Il dolore per un figlio malato. Suor Chiara: “L’amore apre alla speranza e Dio non ci lascia mai soli”

Buongiorno suor Chiara, siamo sempre preoccupati per i nostri figli, ma ancor di più quando li vediamo colpiti da una malattia in giovane età. Sembra una gravissima ingiustizia, mi chiedo come Dio possa permetterla, e come fare per trasmettere forza e non aggravare la sofferenza con la mia ansia. Le chiedo gentilmente una parola, grazie Giovanna.

Cara Giovanna, è sempre molto difficile stare vicini a chi soffre, a chi porta il peso di una malattia, e lo è ancor più quando si tratta di un giovane. La sofferenza e la malattia sono il grande mistero che attraversa la nostra vita al quale non possiamo dare risposte superficiali.

Lei parla di un Dio ingiusto perché permette a un giovane la sofferenza e, magari, prova nei suoi confronti delusione. Invece Dio tace, non dà quelle risposte chiare che ci si attende. Il dolore, la sofferenza, la morte, prima che essere un dramma della persona umana, sono il dramma di Dio.

Sotto certi aspetti esso rimanda al problema della libertà, per altri quello del limite e del nulla.  Dio deve convivere con i limiti di un mondo da lui creato e che ha lasciato libero: la libertà è il grande dono di Dio all’uomo, ma è anche la sua grande responsabilità. Egli non può e non deve intervenire. Ecco dunque perché il dramma della sofferenza dell’uomo è anche quello della sofferenza di Dio.

Dio non vuole il male, la malattia e la morte, perché è il Dio della vita: da una parte c’è il limite della nostra natura umana, la fragilità della creazione; dall’altra il peccato, che porta nel mondo ingiustizia, violenza, soprusi. Il Signore non ci ha lasciati soli in balìa del male, ma ha mandato il suo Figlio per salvarci e dare un senso anche al dolore.
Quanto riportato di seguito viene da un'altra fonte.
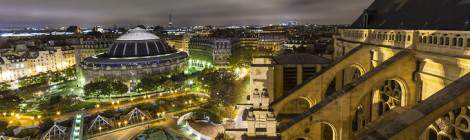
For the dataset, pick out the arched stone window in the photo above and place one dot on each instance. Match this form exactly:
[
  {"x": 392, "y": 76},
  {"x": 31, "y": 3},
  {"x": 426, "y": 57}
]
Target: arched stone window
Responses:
[
  {"x": 356, "y": 74},
  {"x": 453, "y": 125},
  {"x": 390, "y": 96},
  {"x": 359, "y": 120},
  {"x": 328, "y": 132}
]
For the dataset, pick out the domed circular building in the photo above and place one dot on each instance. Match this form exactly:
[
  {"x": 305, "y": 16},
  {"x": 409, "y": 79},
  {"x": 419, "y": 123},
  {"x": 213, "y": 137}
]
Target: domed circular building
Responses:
[{"x": 133, "y": 55}]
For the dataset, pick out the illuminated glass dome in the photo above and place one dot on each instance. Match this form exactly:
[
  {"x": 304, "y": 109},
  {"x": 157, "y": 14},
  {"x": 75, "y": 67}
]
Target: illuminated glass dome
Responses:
[{"x": 138, "y": 43}]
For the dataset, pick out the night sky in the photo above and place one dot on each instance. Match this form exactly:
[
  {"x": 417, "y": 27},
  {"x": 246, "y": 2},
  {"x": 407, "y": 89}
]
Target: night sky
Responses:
[{"x": 185, "y": 12}]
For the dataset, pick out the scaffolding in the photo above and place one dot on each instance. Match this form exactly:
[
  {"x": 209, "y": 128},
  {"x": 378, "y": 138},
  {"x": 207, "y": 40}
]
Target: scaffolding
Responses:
[
  {"x": 100, "y": 123},
  {"x": 136, "y": 116}
]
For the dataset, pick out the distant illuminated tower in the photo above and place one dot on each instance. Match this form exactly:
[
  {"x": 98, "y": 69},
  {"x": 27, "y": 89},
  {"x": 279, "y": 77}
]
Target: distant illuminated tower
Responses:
[{"x": 170, "y": 19}]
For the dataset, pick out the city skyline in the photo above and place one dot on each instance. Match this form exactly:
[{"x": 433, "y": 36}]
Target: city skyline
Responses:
[{"x": 231, "y": 12}]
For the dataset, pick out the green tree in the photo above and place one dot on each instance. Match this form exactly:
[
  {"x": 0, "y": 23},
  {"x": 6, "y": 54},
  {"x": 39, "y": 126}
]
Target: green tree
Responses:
[
  {"x": 9, "y": 101},
  {"x": 4, "y": 86},
  {"x": 105, "y": 87},
  {"x": 169, "y": 85},
  {"x": 147, "y": 84}
]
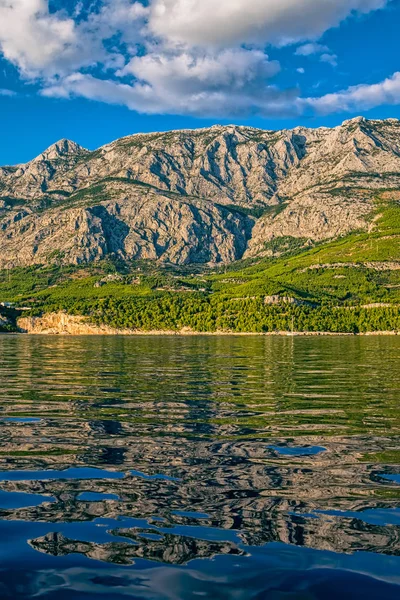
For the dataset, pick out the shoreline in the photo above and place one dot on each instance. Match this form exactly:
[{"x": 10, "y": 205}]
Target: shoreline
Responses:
[{"x": 73, "y": 325}]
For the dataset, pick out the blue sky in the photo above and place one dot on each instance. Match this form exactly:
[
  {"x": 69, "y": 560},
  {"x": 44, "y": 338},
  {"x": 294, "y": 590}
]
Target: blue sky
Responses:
[{"x": 96, "y": 70}]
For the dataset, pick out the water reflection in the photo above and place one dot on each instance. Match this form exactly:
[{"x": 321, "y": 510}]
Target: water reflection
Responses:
[{"x": 225, "y": 467}]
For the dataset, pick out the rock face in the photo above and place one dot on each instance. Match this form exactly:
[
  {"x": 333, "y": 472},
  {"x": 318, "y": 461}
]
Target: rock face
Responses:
[{"x": 203, "y": 196}]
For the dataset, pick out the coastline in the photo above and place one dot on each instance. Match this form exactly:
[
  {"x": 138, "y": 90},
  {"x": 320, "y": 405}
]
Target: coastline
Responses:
[{"x": 71, "y": 325}]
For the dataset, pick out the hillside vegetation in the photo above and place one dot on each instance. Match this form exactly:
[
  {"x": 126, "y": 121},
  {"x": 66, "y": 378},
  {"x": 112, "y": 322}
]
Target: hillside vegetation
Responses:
[{"x": 351, "y": 284}]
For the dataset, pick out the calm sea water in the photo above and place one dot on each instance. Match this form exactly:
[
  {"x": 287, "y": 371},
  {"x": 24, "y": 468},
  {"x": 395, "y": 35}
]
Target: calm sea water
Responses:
[{"x": 167, "y": 468}]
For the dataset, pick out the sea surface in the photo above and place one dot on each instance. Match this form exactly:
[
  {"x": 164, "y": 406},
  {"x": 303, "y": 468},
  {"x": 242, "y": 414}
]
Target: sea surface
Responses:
[{"x": 189, "y": 468}]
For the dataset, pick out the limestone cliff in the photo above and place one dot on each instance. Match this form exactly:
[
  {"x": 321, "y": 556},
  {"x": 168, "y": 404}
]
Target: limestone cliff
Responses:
[{"x": 195, "y": 196}]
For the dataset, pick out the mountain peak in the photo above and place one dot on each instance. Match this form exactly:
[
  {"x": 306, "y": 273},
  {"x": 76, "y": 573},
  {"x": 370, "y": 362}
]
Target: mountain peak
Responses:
[{"x": 63, "y": 147}]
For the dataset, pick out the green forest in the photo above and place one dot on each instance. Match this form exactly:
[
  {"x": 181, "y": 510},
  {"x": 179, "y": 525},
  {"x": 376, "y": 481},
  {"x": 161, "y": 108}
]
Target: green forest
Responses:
[{"x": 349, "y": 285}]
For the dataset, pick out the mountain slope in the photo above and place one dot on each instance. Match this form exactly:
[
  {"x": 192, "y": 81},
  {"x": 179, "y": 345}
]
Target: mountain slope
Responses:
[{"x": 203, "y": 196}]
Al di là di ogni spiegazione logica che possiamo offrire, il cristianesimo è l’unica vera risposta al dramma della sofferenza. Noi crediamo, infatti, che Dio stesso, per mezzo del suo Figlio, condividendo la nostra natura umana, ha sperimentato il dolore, l’ingiustizia, la persecuzione, la morte.

Come leggiamo nel Vangelo di Giovanni, «Dio ha tanto amato il mondo da dare il Figlio unigenito, perché chiunque crede in lui non vada perduto, ma abbia la vita eterna». In questo modo Gesù Cristo, il Figlio di Dio, si è unito alla passione di ogni essere umano, a tutti coloro che soffrono, sono malati, torturati. Ogni volta che vediamo un fratello o una sorella che soffre possiamo riconoscere in esso la presenza di Cristo e impegnarci per alleviare il suo dolore e curare le sue piaghe, come il buon samaritano della parabola.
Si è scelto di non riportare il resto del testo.